In 1977, while playing in the first of three football premierships with Northcote Park, Greg became a father for the first time. His son, Lachlan, was born with Cerebral Palsy quadriplegia and very limited vision. Lachlan never let his disabilities hinder his sporting dreams; he won gold in the 100-metre wheelchair event at the 1996 Atlanta Paralympic Games at the age of 19. Lachlan retired in 2008 with five world records in his classification of T33 and an OAM for his outstanding achievements. He was the only legally blind wheelchair athlete in the world who also has Autism and chronic epilepsy.
Greg continued playing football, then gravitated to coaching, receiving Coach of the Year in the Diamond Valley in 1985 before he joined the VFL as a recruiting manager, and then coaching coordinator with David Parkin at Fitzroy. He returned to coaching at Greensborough, winning the premiership in 1988, before going on an extraordinary journey of coaching Lachlan through to the Paralympics in Atlanta and beyond.

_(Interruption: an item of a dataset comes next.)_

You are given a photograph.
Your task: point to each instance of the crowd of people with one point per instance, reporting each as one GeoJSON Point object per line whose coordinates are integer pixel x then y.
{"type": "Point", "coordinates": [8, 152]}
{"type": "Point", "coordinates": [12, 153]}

In 2000, Greg wrote about his journey as the father of a son with disabilities called Walk a Crooked Mile. It quickly became a bestseller. He was awarded the prestigious Australian Sports Medal from the Prime Minister on behalf of the Queen for excellence in international coaching of elite athletes. Greg developed and coached some 15 gold medallists and world record holders as head coach of the Australian Team for Athletes with Cerebral Palsy at all world championships from 1997 to 2005 and as a track and field coach and WADA (drug control) officer with the Australian Paralympic Team from 1996 to 2008. He also represented Athletes on the Australian Sport Commission.
Greg has been a vigilant advocate for many people with disabilities and represented them in court, from VCAT through to the Federal Court, on matters ranging from discrimination to sports participation and social inclusion.